İşler böyleyken Frankowski ve oyuna sonradan giren Lemina ve hatta sol çizgide fena olmayan bir performans veren Eren, bir şeylerin daha iyi olabilme ihtimalini de takım arkadaşlarına gösterdiler. Özellikle haftalardır, yoğun bir tempoda oynayan ve hatta bizzat bunun zorluklarını dile getiren Torreira’yı rahatlatan Lemina ile Torreira – Lemina – Sara üçlüsü, “bir ihtimal daha var” dedirttiler. Tabii buna sadece bir maçta, hele hele kendi sahasına gömülmüş bir Rize’ye karşı 30 dakikalık bir Lemina performansı ile ulaşmak, peşin hükümlülük olabilir, fakat Rize’nin hücumları ve ani çıkışlarının Lemina’nın sahaya girişinin ardından kesilmesini de gözden kaçıramayız. Tabii maçın 1-1 bitmesi halinde bambaşka bir atmosferde oynanacak olan 1 hafta sonraki derbinin öncesini yine fabrika ayarlarına döndüren ve belli bir süredir akan oyunda gol bulmakta zorlanan Osimhen’in de 2 çok önemli maç öncesi rahatlaması sarı-kırmızılılar için önemli olacaktır.

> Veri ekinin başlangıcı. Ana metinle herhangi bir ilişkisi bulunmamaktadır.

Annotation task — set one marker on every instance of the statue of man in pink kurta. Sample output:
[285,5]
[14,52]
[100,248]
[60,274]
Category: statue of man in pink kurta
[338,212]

Okan Buruk’un taraftar ile arasındaki buzları eritmesi ve bu takımda, özellikle Avrupa arenasında geleceği olduğunu kanıtlaması için önünde 2 çok önemli maçı var. Yönetim yaptığı transferler ile, bazı oyuncular da özverileri ile kendisine 1 şans daha verip önünü açtılar adeta, hatta Mario Lemina transferi taraftarın da önemli rol oynadığı bir transfer oldu. Kendisinden beklenen, önüne surulan bu fırsatları daha iyi kullanması ve değeri 200 milyon euroyu geçen bu takımı, sıradan bir İskoçya orta sıra takımı gibi oynatmaması. Gelecek pazartesi neler konuşacağımızı biz de merak ediyoruz.